Suzanne GASCARD

Matricule 31811
decede
Portrait documenté de Suzanne GASCARD
Droits réservés.
Convoi 31000

Collection Francine et Matthieu Noël. D.R.

Suzanne, Augustine, Leblond naît le 29 septembre 1901 à Paris 14e, fille d’Auguste (Augustin) Leblond, maçon, et de Charlotte, Olive, Martin, son épouse. Suzanne, l’aînée, a une sœur, Raymonde, et un frère, Roger, nés jumeaux en 1911.

Les enfants grandissent à Rueil-Malmaison (Hauts-de-Seine), commune qui s’étend entre la Seine et le Mont Valérien.

En juillet 1914, Suzanne quitte l’école après avoir passé son certificat d’études. Le père est mobilisé, la mère est emportée par la maladie. Avant d’avoir 13 ans, Suzanne la remplace auprès de ses frère et sœur, alors âgés de trois ans. Elle tiendra la maison jusqu’à son mariage.

Le 10 février 1921 à Sainte-Colombe-près-Vernon (Eure – 27), elle se marie avec Alexandre Gascard, né le 15 mai 1892 à Saint-Just (Ille-et-Vilaine), alors ouvrier de laiterie.

Le couple a une fille, Mireille, née le 1er mars 1924 à Sainte-Colombe.
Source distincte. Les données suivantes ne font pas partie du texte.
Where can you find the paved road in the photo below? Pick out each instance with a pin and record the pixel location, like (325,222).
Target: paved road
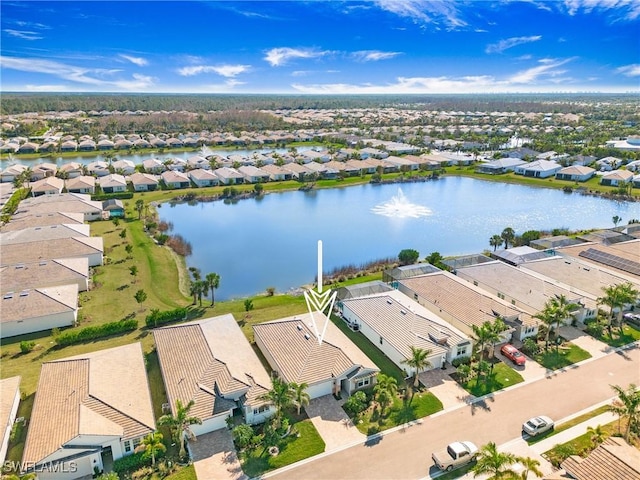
(406,454)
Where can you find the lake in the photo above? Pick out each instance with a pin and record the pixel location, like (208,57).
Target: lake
(255,244)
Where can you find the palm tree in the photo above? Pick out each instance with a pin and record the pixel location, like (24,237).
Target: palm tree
(152,445)
(213,282)
(530,466)
(419,360)
(180,424)
(508,235)
(493,463)
(280,395)
(495,241)
(627,405)
(300,396)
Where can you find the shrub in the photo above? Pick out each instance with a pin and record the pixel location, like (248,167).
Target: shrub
(156,317)
(69,337)
(27,346)
(456,362)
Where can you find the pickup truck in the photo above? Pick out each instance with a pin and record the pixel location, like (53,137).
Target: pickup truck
(455,455)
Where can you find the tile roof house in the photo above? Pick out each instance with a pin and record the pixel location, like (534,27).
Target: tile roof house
(211,362)
(464,305)
(394,323)
(614,459)
(38,309)
(9,402)
(82,413)
(336,365)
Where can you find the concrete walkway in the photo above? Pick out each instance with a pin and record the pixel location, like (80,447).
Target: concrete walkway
(333,424)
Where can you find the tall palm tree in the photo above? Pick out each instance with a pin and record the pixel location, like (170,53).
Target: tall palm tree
(627,405)
(530,466)
(152,445)
(419,360)
(213,282)
(493,463)
(495,241)
(300,396)
(180,424)
(280,395)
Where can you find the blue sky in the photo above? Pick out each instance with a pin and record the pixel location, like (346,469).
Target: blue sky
(321,47)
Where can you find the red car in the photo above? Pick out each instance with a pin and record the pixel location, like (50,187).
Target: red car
(513,354)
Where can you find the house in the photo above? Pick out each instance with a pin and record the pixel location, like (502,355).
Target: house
(394,323)
(464,305)
(82,413)
(253,174)
(47,233)
(91,248)
(613,459)
(175,179)
(143,182)
(9,402)
(45,273)
(42,220)
(38,309)
(47,186)
(527,291)
(203,178)
(229,176)
(616,178)
(501,165)
(211,362)
(113,207)
(81,184)
(276,173)
(538,169)
(575,173)
(113,183)
(292,350)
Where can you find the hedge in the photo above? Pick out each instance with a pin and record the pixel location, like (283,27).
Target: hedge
(156,317)
(72,336)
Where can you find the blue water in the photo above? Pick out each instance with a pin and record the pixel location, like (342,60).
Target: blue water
(272,242)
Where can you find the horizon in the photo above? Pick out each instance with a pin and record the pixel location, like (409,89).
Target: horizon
(356,47)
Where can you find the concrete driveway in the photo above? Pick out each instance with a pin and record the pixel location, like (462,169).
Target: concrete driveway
(214,457)
(332,423)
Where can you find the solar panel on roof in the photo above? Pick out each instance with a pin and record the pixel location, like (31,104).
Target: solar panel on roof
(611,260)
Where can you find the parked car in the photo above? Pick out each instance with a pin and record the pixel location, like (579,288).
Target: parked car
(537,425)
(513,354)
(455,455)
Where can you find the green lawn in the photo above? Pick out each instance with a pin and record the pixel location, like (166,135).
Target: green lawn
(568,354)
(423,404)
(292,449)
(566,425)
(383,362)
(628,335)
(503,376)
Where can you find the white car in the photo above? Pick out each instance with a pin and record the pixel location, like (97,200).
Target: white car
(537,425)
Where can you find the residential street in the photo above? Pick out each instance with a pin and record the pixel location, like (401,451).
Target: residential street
(406,453)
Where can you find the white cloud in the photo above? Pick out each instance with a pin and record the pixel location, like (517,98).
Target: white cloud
(25,35)
(280,56)
(141,62)
(507,43)
(223,70)
(632,70)
(373,55)
(425,11)
(99,77)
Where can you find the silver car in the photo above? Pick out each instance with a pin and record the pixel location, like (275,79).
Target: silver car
(537,425)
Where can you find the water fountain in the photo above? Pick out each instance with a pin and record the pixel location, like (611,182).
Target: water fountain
(400,207)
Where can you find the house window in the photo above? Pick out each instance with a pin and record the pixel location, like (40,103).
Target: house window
(363,382)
Le père de famille devient chauffeur de camion dans une entreprise de Pacy-sur-Eure (27), où le ménage s’installe, au 28, rue de Pacel.

La maison du 28 de la rue Pacel à Pacy-sur-Eure. Photo Bernard et Ginette Petiot (2103). Droits réservés

Afin d’augmenter leurs ressources, Suzanne prend un bébé en nourrice, Jacques Béal, né le 12 mars 1929. La mère de l’enfant cesse rapidement ses visites. Elle ne donnera plus ni argent ni nouvelles et les Gascard auront un enfant de plus (Suzanne reçoit les « droits de puissance paternelle » par jugement du Tribunal civil d’Évreux rendu le 22 février 1936).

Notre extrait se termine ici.